Procurato aborto, Isoldi condannato a dieci anni di carcere

Procurato aborto, Isoldi condannato a dieci anni di carcere

Il momento della sentenza in tribunale a Ravenna

FORLI' - E' stato condannato a dieci anni di carcere l'immobiliarista forlivese Pierino Isoldi. La sentenza è arrivata venerdì pomeriggio intorno alle 16,15, dopo sei ore di camera di consiglio. Il tribunale di Ravenna ha così messo un punto fermo in una vicenda che riguarda accuse di procurato aborto, rapina aggravata e lesioni. Assieme alla condanna arriva una provvisionale di 100 mila euro, in attesa di un risarcimento civile che sarà deciso in separata sede.

 

L'aggressione si è consumata la sera del 6 dicembre 2005 in un condominio di Pinarella di Cervia. La ragazza, una meridionale di 31 anni residente a Ravenna, quella sera aveva un appuntamento con Isoldi, il quale si presentò pochi minuti dopo l'aggressione da parte di un uomo col volto travisato e dotato di cloroformio, per i giudici Isoldi stesso. Purtroppo i medici non poterono fare nulla per salvare il bambino. La donna era al quinto mese di gravidanza.

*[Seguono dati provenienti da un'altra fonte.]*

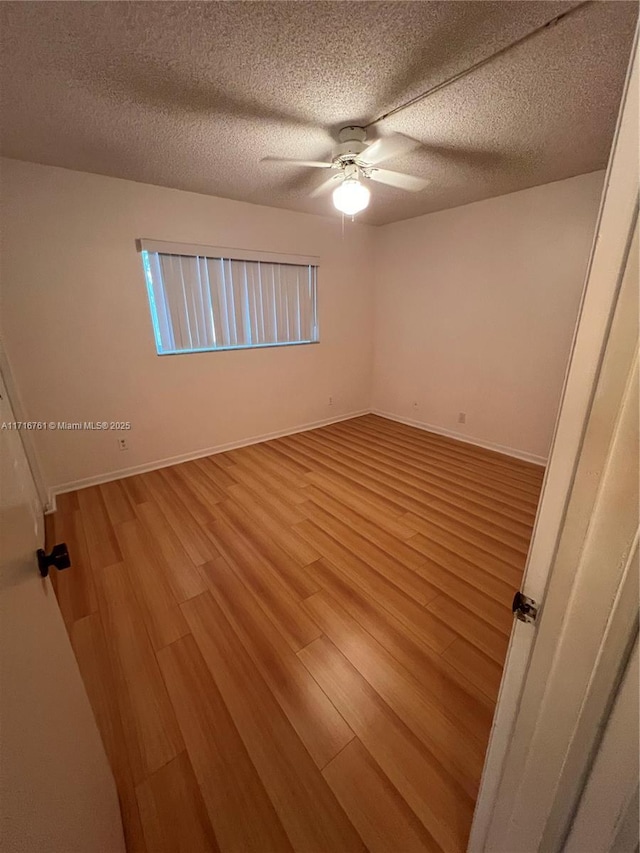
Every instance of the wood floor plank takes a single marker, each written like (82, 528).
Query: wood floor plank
(481, 541)
(386, 564)
(376, 809)
(497, 588)
(417, 708)
(174, 818)
(287, 511)
(241, 813)
(181, 573)
(101, 541)
(417, 448)
(308, 809)
(116, 501)
(197, 545)
(149, 580)
(385, 514)
(268, 537)
(275, 596)
(418, 647)
(98, 674)
(476, 666)
(136, 489)
(423, 439)
(432, 533)
(414, 477)
(390, 544)
(316, 721)
(75, 588)
(408, 491)
(259, 510)
(216, 473)
(297, 645)
(150, 729)
(470, 626)
(442, 807)
(382, 589)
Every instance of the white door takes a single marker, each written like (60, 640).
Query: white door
(57, 793)
(560, 671)
(608, 815)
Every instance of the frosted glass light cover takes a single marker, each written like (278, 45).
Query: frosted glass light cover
(351, 197)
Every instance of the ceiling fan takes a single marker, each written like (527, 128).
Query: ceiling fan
(354, 161)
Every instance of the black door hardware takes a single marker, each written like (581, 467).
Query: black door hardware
(59, 557)
(524, 608)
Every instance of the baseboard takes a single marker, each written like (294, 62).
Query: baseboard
(186, 457)
(488, 445)
(221, 448)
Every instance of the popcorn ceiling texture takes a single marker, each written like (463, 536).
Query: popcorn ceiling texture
(193, 95)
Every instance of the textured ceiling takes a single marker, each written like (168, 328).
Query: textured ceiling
(193, 95)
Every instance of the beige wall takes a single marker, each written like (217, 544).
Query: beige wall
(79, 340)
(475, 312)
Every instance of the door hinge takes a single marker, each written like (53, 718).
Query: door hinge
(524, 608)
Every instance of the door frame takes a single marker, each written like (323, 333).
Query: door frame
(608, 260)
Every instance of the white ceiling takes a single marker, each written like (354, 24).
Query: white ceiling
(194, 95)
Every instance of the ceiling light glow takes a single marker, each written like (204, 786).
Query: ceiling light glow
(351, 197)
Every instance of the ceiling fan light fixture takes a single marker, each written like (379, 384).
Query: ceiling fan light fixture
(351, 197)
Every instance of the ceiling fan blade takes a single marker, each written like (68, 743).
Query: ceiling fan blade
(315, 164)
(387, 147)
(325, 186)
(398, 180)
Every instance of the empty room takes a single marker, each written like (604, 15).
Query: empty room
(319, 426)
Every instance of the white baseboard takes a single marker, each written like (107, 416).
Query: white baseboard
(488, 445)
(186, 457)
(245, 442)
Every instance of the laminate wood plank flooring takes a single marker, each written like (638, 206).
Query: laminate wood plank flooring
(297, 646)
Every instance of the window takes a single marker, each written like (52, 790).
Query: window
(202, 298)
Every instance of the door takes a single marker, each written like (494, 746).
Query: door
(555, 686)
(607, 817)
(57, 793)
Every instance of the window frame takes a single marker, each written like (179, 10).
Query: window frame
(146, 246)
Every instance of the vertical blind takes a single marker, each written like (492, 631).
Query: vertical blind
(209, 303)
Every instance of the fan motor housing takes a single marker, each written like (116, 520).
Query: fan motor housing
(351, 145)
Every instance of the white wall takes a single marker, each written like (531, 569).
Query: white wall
(475, 312)
(78, 336)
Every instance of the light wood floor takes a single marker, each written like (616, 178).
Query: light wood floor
(297, 645)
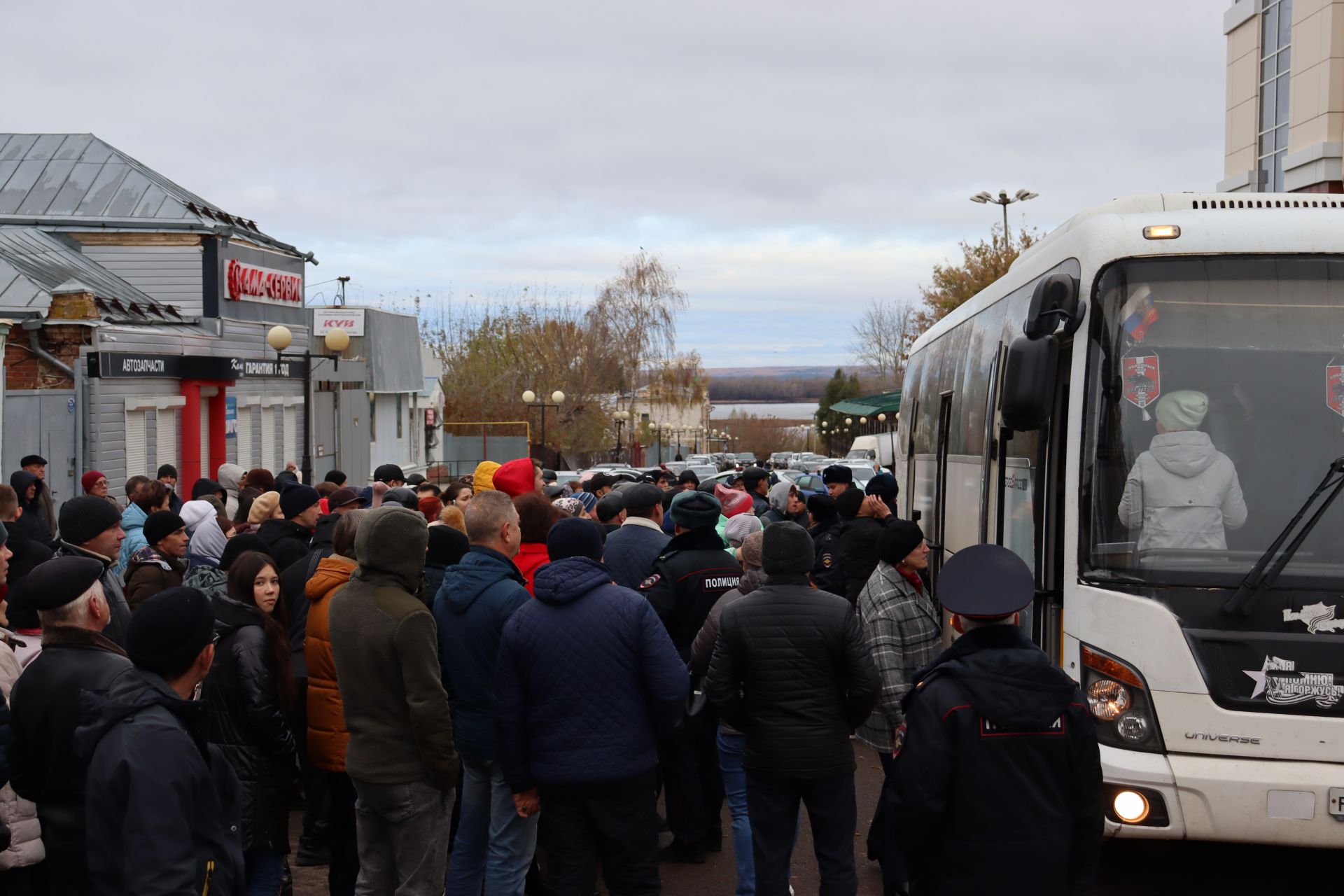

L'esame del Dna aveva confermato che il feto era dell'immobiliarista forlivese.

 

L'imputato, difeso dagli avvocati Roberto Roccari di Forlì e Nicola Mazzacuva di Bologna, oggi ha giocato l'ultima carta: una ulteriore memoria di una trentina di pagine consegnata poco prima che i giudici si ritirassero in camera di consiglio. Venerdì si sono tenute le ultime repliche, anche da parte degli avvocati della parte civile, sostenuta dagli avvocati Carlo Benini e Silvia Brandolini. Intorno alle 10,15 i giudici si sono ritirati, per uscire sei ore dopo con la condanna a dieci anni, che sarà sicuramente appellata da Isoldi.